HD 118203 / Liesma

Observation data Epoch J2000.0 Equinox ICRS
- Constellation: Ursa Major
- Right ascension: 13^{h} 34^{m} 02.5394^{s}
- Declination: +53° 43′ 42.698″
- Apparent magnitude (V): 8.06

Characteristics
- Evolutionary stage: subgiant
- Spectral type: G0V
- B−V color index: 0.699±0.012

Astrometry
- Radial velocity (R_{v}): −29.37±0.13 km/s
- Proper motion (μ): RA: −85.849(18) mas/yr Dec.: −78.888(20) mas/yr
- Parallax (π): 10.8643±0.0180 mas
- Distance: 300.2 ± 0.5 ly (92.0 ± 0.2 pc)
- Absolute magnitude (M_{V}): 3.32

Details
- Mass: 1.353±0.006 M_{☉}
- Radius: 1.993±0.065 R_{☉}
- Luminosity: 4.42±0.02 L_{☉}
- Surface gravity (log g): 4.05±0.04 cgs
- Temperature: 5,872±20 K
- Metallicity [Fe/H]: 0.27±0.02 dex
- Rotational velocity (v sin i): 7.0 km/s
- Age: 5.4±0.5 Gyr
- Other designations: Liesma, BD+54°1609, HD 118203, HIP 66192, SAO 28802, TOI-1271, TIC 286923464, TYC 3850-458-1

Database references
- SIMBAD: The star
- Exoplanet Archive: data

= HD 118203 =

Star in the constellation Ursa Major

HD 118203 is a star with an orbiting exoplanet located in the northern circumpolar constellation of Ursa Major. It has the proper name Liesma, which means flame, and it is the name of a character from the Latvian poem Staburags un Liesma (Staburags and Liesma). The name was selected in the NameExoWorlds campaign by Latvia, during the 100th anniversary of the IAU.
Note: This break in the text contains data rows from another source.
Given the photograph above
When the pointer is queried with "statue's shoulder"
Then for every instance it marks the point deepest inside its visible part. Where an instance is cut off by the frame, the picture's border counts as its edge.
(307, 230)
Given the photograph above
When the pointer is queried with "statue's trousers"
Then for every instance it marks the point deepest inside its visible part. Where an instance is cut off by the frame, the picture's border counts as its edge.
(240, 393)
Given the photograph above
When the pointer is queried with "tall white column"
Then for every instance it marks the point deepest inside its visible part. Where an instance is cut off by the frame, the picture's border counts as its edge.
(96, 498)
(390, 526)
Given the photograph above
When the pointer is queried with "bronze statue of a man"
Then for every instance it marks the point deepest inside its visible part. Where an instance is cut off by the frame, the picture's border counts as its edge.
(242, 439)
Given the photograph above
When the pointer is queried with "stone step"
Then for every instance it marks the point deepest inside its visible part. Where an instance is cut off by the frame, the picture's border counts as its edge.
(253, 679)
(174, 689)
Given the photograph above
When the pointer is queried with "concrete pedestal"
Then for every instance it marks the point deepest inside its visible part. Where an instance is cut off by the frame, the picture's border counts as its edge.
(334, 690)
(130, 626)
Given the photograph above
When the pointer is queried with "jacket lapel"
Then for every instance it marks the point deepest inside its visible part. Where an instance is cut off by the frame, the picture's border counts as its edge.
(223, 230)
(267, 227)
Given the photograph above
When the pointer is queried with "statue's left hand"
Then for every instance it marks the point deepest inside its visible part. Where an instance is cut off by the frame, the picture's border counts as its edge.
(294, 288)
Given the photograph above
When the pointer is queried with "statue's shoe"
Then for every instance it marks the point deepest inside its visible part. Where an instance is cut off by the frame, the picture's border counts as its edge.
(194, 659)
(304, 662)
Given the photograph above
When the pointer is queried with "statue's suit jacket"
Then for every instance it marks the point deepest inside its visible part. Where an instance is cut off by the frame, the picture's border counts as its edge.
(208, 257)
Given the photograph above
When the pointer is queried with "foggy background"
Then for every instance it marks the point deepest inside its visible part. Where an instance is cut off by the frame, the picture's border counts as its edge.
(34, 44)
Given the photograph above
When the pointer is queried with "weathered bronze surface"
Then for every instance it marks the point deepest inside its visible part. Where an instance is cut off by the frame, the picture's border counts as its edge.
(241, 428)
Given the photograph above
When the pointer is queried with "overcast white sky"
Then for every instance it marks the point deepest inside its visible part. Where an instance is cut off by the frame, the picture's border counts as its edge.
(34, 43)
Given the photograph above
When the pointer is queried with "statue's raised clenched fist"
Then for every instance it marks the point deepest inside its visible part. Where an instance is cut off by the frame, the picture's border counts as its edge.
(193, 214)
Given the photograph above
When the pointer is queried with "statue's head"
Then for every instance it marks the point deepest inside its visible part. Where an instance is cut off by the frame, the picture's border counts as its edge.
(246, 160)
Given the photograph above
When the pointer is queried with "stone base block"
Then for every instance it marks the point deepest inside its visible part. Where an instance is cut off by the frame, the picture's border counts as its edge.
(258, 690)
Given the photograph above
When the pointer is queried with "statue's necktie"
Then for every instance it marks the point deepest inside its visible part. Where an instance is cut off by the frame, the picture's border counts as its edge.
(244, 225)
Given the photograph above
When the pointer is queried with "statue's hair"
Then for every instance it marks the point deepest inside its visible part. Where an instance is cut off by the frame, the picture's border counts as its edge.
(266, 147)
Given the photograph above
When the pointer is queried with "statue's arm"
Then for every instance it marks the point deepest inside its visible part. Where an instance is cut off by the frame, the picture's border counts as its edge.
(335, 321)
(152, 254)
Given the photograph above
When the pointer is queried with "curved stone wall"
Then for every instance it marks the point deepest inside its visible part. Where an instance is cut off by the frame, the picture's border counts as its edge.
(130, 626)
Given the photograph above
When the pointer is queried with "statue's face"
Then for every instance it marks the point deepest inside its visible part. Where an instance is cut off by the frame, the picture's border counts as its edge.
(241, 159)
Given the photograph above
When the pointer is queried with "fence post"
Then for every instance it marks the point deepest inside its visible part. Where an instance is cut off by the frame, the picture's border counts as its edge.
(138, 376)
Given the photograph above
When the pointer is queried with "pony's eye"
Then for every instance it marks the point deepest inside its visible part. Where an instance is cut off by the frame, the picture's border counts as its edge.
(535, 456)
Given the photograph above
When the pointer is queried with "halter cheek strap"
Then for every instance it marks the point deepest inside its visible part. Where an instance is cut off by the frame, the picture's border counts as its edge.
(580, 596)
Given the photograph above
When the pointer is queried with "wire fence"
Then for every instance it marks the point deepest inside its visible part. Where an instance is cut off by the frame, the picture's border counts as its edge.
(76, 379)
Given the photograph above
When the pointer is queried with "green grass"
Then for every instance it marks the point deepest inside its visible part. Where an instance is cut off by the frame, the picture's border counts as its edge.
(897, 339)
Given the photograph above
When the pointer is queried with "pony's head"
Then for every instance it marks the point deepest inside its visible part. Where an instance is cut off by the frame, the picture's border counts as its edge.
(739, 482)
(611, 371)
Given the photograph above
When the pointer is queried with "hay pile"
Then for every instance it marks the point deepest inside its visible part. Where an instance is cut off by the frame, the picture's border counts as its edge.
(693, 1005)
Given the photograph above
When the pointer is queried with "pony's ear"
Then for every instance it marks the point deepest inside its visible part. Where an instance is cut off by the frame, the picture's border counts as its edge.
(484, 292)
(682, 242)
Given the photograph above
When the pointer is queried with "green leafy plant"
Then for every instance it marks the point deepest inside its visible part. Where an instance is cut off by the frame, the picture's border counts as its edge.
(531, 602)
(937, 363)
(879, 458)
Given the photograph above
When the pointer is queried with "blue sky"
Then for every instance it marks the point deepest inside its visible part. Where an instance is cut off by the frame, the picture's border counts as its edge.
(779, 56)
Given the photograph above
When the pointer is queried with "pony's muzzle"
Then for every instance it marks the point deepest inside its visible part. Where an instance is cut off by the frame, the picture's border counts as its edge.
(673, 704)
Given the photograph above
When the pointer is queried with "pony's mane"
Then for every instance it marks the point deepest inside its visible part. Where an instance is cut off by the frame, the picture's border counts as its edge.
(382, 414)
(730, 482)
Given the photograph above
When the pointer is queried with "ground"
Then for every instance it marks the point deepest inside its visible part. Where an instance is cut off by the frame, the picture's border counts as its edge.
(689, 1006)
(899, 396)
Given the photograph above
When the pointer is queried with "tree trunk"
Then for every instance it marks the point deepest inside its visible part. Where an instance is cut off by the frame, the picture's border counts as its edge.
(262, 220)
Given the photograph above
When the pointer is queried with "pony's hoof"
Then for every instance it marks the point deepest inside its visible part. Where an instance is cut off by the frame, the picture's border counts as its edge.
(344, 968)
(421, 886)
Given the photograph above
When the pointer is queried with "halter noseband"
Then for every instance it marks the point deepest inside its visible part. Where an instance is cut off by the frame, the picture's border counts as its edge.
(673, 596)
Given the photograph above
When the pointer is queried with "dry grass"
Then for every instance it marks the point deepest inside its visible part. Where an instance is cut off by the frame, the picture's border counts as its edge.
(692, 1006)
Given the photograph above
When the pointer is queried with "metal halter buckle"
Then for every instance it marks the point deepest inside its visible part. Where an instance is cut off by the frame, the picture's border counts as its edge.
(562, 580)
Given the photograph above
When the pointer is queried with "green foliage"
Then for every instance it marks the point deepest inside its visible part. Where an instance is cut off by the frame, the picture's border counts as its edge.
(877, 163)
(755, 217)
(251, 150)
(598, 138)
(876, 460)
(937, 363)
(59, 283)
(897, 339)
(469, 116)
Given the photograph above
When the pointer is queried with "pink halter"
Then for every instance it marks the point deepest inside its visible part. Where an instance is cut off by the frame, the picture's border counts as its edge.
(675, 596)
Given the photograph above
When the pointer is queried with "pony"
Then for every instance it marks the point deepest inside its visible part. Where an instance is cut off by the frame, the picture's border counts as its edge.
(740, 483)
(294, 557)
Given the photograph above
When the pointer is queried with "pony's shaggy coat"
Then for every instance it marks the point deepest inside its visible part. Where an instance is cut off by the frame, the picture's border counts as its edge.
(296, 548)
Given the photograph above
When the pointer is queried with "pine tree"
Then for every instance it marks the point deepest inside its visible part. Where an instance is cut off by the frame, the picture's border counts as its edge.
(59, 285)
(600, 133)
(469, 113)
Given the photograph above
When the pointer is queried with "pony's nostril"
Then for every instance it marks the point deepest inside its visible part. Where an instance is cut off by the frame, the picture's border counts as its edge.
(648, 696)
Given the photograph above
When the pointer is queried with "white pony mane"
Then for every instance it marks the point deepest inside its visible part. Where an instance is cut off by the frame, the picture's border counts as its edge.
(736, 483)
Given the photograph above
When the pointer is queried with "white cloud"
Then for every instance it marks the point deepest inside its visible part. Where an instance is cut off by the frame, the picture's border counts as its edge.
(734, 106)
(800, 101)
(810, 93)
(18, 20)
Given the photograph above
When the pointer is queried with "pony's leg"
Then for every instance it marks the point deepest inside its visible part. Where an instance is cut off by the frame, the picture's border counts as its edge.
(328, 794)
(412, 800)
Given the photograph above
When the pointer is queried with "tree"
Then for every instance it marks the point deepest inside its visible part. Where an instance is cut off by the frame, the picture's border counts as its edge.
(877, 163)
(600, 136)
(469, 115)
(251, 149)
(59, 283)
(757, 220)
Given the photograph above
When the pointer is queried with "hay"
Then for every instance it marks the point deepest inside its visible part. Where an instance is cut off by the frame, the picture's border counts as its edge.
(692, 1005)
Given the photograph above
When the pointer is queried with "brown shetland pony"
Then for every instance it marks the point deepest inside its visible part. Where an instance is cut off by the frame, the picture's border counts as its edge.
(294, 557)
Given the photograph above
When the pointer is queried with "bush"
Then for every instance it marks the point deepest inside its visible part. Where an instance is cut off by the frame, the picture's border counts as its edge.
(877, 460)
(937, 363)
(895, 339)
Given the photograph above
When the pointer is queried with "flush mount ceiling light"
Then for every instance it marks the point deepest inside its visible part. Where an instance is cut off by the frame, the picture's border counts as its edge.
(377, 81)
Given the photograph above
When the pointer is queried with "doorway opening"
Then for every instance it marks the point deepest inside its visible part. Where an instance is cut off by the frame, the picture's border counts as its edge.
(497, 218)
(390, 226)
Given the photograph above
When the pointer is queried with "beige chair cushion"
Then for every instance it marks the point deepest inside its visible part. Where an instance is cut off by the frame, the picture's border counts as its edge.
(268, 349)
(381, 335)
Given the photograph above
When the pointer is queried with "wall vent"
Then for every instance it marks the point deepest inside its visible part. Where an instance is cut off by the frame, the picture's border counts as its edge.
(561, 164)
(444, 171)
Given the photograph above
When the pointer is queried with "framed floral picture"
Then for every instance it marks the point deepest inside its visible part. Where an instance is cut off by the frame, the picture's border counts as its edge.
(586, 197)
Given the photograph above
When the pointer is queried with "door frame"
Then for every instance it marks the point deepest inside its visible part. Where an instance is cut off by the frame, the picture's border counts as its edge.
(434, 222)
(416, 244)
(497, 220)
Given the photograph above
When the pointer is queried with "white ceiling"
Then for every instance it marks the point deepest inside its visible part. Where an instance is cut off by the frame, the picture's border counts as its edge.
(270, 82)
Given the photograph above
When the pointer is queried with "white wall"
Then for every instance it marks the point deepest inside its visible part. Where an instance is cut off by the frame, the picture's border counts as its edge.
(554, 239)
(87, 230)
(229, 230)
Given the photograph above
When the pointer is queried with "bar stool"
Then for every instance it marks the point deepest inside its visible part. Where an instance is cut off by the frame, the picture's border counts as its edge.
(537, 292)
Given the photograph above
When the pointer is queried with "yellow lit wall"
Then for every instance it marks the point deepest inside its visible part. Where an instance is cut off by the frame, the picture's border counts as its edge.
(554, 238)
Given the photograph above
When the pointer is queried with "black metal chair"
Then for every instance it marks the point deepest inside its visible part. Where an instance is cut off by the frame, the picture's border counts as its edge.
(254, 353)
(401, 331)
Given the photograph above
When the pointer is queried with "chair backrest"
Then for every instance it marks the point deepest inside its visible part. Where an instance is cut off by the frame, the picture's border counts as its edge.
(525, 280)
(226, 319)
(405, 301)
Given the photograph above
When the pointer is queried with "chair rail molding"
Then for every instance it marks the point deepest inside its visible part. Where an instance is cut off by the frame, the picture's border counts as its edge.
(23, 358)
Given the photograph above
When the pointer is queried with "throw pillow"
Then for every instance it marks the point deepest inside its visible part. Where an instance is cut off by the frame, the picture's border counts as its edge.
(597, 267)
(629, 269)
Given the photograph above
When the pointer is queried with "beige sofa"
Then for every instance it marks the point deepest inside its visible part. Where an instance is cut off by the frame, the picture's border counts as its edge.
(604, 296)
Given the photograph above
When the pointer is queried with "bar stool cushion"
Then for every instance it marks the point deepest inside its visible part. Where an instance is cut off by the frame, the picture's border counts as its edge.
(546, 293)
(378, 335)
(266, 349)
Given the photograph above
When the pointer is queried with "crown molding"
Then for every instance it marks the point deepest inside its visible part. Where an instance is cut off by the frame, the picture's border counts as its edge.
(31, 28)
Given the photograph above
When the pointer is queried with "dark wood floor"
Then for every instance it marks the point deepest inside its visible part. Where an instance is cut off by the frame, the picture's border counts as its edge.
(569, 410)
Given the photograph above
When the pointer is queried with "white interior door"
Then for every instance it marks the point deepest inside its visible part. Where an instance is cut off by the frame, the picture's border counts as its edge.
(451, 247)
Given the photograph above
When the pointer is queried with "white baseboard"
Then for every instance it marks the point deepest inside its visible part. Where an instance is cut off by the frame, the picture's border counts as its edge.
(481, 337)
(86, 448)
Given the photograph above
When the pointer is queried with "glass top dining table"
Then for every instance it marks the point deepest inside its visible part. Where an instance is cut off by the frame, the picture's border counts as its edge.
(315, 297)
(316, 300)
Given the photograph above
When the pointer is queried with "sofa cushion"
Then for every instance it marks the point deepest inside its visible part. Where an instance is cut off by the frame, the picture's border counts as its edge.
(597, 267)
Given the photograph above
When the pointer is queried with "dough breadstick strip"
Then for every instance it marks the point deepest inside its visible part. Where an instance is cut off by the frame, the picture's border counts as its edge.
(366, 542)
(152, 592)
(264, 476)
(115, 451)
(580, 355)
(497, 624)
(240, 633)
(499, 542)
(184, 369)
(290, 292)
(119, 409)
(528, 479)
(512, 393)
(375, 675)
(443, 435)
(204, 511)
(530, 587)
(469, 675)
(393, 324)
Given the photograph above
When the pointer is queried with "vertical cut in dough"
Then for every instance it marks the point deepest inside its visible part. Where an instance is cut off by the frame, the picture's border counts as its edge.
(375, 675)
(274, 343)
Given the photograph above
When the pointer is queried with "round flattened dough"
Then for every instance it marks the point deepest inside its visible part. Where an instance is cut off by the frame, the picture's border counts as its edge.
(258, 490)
The apparent visual magnitude of HD 118203 is 8.06, which means it is invisible to the naked eye but it can be seen using binoculars or a telescope. Based on parallax measurements, it is located at a distance of 300 light years from the Sun. The star is drifting closer with a radial velocity of −29 km/s. Based on its position and space velocity this is most likely (97% chance) an older thin disk star. An exoplanet has been detected in a close orbit around the star.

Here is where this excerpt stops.